PANELIST: I would have to differ with your assessment that the property is unsalable. I think it would depend on where that property is and what the cost of the cleanup would be. As I understand Mr. Lucero, he is saying merely that one cannot buy that property without doing an environmental assessment and making a decision on what it will cost to clean up. It may be that if the property is across the bay from a desirable downtown development area, the cost of cleaning up that site will not detract prohibitively from its value.
PARTICIPANT: Consider the case in which the potential purchaser conducts a due diligence investigation. If he discovers the presence of hazardous substances, it seems clear under SARA that he must choose either to buy the liability along with the property or to forego the acquisition. Those are his only available choices.
LUCERO: Why?
PARTICIPANT: The standard under the innocent landowner provision is that he must have neither knowledge nor any reason to know. If he acquires knowledge and then goes through with the acquisition, he is certainly going to be thereafter liable.

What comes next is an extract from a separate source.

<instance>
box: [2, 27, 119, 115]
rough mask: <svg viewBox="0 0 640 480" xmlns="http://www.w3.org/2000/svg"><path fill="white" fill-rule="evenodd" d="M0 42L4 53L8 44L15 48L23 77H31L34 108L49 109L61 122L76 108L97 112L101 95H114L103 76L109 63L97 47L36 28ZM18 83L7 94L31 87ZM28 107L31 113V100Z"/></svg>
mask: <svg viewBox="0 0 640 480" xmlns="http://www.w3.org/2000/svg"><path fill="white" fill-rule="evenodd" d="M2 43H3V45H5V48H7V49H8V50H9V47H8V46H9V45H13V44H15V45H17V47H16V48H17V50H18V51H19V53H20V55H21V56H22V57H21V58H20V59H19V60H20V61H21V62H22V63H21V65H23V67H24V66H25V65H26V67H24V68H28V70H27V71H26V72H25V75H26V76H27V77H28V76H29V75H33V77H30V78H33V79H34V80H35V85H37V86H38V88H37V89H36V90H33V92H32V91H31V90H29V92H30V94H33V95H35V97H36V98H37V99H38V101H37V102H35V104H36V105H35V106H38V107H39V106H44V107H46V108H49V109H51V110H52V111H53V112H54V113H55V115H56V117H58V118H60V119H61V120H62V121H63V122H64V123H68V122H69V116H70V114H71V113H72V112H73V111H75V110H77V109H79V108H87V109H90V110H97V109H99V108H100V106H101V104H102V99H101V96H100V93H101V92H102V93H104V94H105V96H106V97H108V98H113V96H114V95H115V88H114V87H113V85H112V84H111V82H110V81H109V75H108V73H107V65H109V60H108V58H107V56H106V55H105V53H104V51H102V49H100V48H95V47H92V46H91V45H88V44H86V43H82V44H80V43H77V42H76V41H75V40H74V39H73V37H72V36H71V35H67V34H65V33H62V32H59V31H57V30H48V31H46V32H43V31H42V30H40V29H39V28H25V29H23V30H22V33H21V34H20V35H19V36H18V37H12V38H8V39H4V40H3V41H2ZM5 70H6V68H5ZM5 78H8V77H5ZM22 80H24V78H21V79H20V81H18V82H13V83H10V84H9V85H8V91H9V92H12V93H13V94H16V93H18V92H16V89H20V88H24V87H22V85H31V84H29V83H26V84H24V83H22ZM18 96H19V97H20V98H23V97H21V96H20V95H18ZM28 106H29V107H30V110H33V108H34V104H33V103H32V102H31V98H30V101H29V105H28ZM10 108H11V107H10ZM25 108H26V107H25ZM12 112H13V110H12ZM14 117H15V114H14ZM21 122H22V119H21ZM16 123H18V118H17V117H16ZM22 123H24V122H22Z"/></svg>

LUCERO: Does your hypothetical preclude his investigating, discovering the problem, and conducting a cleanup?
PARTICIPANT: If he does something by way of cleanup, he has implicitly assumed the liability for the property. Assume that he elects to forego the acquisition. Does he upon discovery of the presence of the hazardous substances have a duty to report it to the state or federal authorities? What is his risk at common law?
LUCERO: I am unaware of EPA enforcing a common law duty to report. There may be one nonetheless. Under both CERCLA and RCRA, only the owner-operator has a duty to report.
PARTICIPANT: Assume the owner-operator is aware of a quantity less than the reportable amount? Does he then have a duty to report it?
LUCERO: You would have to check Section 103 to determine whether he had the duty at the time he discovered the waste.